The science behind climate change. UK Meteorological Office
Climate science is the study of regional and global climate as a system. While meteorologists try to predict forthcoming local weather using detailed analysis of recent patterns, climate scientists aim to understand, and replicate through modelling, how the climate system works as a whole.
Climate scientists use a vast array of monitoring data to create detailed supercomputer models that reproduce the interacting mechanisms of the climate system in ever-increasing detail. As we learn more, the modelling becomes ever more complex and the output more accurate. We can look far into the future or focus on local effects, and experiment with the many different variables that influence climate.
We want to understand how our climate is changing, how variations in the contributing systems affect each other and the likely impact of these changes on ecosystems and human life - on a global, regional and local scale.
Among other things, our climate models are predicting how increasing carbon dioxide (CO2) levels will affect global temperatures and what reduction in carbon dioxide CO2 levels is necessary to keep global warming in check.
Emissions pathways
Our climate scientists have been working with the UK government and other research agencies on a programme called The AVOID2 programme on avoiding 'dangerous' climate change, which explores the potential long-term effects of 'dangerous' climate change. We define 'dangerous' climate change effects as those that are irreversible, spiraling (self-reinforcing), very large or very rapid, and with a serious impact on natural and human systems.
If global emissions continue unabated at their current rate, the planet's surface temperature is projected to reach 4 °C above pre-industrial levels by the close of the current century. That is the 'business as usual' pathway, and leads to dangerous climate change on a number of fronts.
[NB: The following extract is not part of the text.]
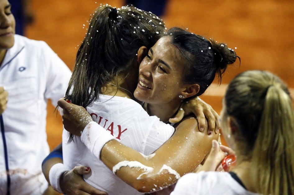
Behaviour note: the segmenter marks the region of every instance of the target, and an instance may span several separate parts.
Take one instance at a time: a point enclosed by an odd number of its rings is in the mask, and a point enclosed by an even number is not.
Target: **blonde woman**
[[[268,72],[245,72],[229,85],[223,105],[221,125],[236,167],[187,174],[172,194],[294,194],[294,110],[285,84]],[[224,157],[213,145],[200,171],[214,171]]]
The AVOID programme examined emissions pathways that would limit warming, the mitigation measures that would make it possible and the impacts of climate change that could be avoided.
The ultimate objective of the United Nations Framework Convention on Climate Change (UNFCCC) is to stabilise atmospheric greenhouse gas concentrations at a level that would prevent dangerous interference with the climate system. Stabilising greenhouse gas concentrations in the atmosphere at sufficiently low levels will limit global temperatures rise to under 2 °C until at least 2500.
Dangerous changes to the climate system
- Melting sea ice: although sea ice melting may be reversible, the damage it causes won't be.
- Sea level rise: any rise will cause severe and irreversible harm to coastal habitats.
- North Atlantic drift shutdown: severe warming could shut down the Atlantic meridional overturning circulation, which warms the British Isles and north-west Europe, leading to a temperature drop.
- Tropical forest fires: drier tropical forests may escalate the loss of CO2-absorbing biomass.
- Emissions from wetlands, permafrost and oceans: increased temperatures will release more organic greenhouse gases, potentially in a vicious circle.
- Extreme temperatures: heatwave summers could become very common.
Impacts on human and natural systems
- Coasts: the cost of sea level rises could amount to hundreds of billions of dollars each year.
- Oceans: increased acidity will further harm coral reef systems.
- Ecosystems and biodiversity: tropical ecosystems have joined polar, mountain, coral and Mediterranean on the list of the most vulnerable habitats, which will be severely damaged by 2-3 °C warming.
- Fresh water: big changes in rainfall patterns will severely reduce runoff in some areas and increase it in others, leading to raised flood risk. The proportion of land in extreme drought could rise from 1% to almost a third by the end of the century.
- Agriculture and food security: crop yields are expected to decline with climate change.
- Human health: with 2 °C of global warming, cold-related deaths would decline but heat-related deaths would increase. Studies suggest cases of malaria, too, would increase.